Non ha attribuito ad altri o al caso i propri guai.
È profondamente religioso e ha cercato nelle notti e nei giorni che ha meditato sulle proprie sventure un perché, ma sempre con riferimento a Dio.
Tra sé e sé discute con Dio come un uomo farebbe con un altro; quindi per lui Dio divenne un interrogativo costante e con forza ha invocato di poterlo incontrare alla pari per interrogarlo.
Al riguardo ho considerato il capitolo 9 del libro ove Giobbe risponde a Bildad il Suchita.

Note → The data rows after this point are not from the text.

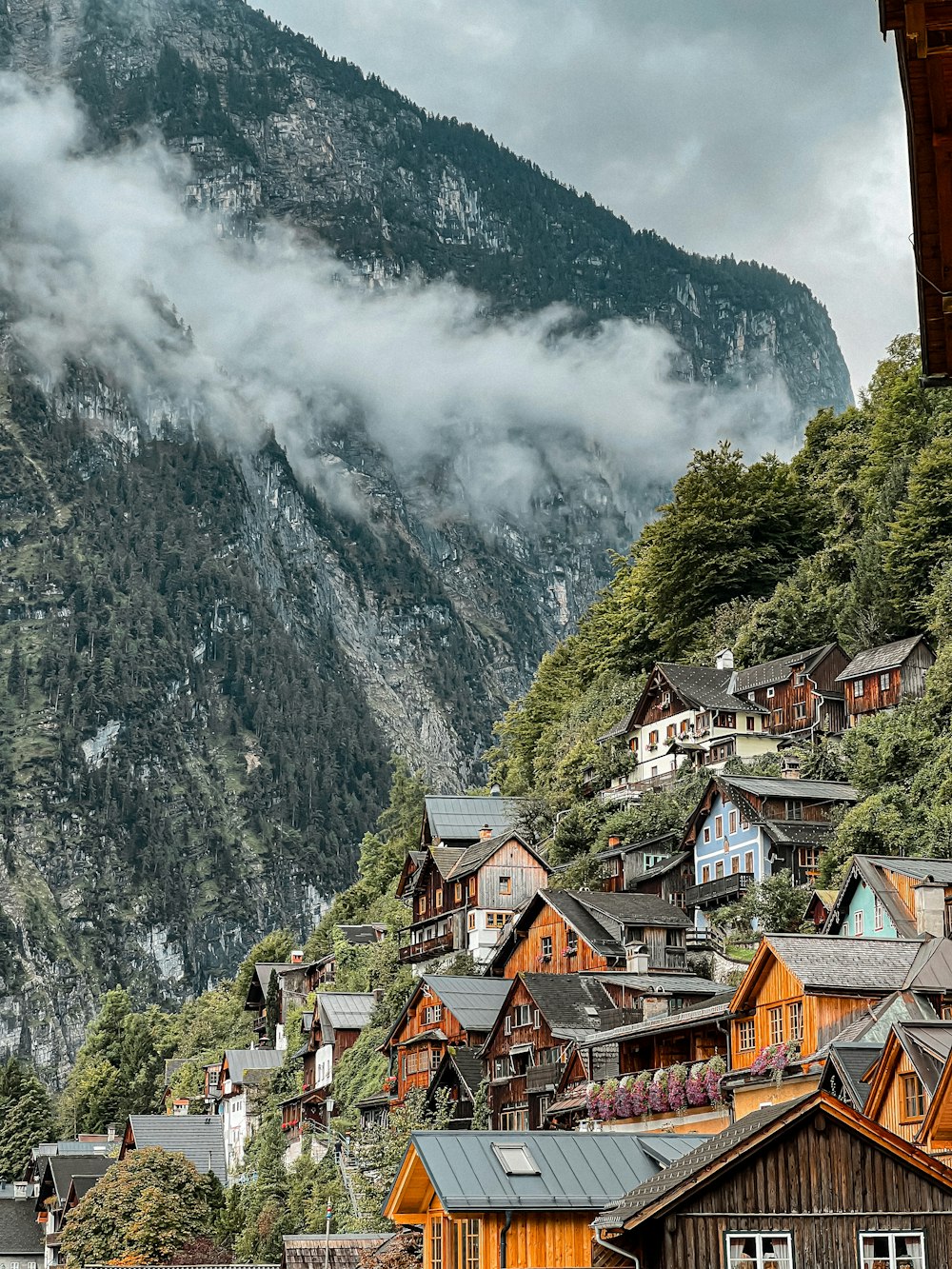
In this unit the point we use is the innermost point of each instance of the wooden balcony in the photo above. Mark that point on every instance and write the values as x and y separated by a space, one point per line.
722 890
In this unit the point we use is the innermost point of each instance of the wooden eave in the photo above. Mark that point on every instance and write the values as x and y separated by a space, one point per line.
923 33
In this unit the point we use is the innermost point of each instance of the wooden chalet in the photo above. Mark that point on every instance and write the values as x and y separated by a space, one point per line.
444 1013
490 1200
543 1017
457 1078
563 930
886 677
687 715
889 898
461 898
810 1183
923 33
799 692
904 1078
746 827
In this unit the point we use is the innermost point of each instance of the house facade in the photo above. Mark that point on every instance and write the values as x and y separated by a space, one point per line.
885 677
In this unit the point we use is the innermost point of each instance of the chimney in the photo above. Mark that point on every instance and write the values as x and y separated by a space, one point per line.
931 909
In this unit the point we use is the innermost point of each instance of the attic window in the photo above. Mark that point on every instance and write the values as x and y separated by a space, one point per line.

Giobbe sa perfettamente che un uomo non potrà mai avere ragione davanti a Dio che è sapiente e onnipotente quindi, conclude, non potrei che chiedergli altro che pietà.
Vede che in terra malfattori e buoni hanno la stessa sorte eppure Lui è il giudice!
"La terra è lasciata in balìa del malfattore: egli vela il volto dei giudici; chi, se non lui, può fare questo?" (Giobbe 9,24)
È una evidente accusa e presa d'atto dell'attività sulla terra di un malfattore e non di un giudice giusto!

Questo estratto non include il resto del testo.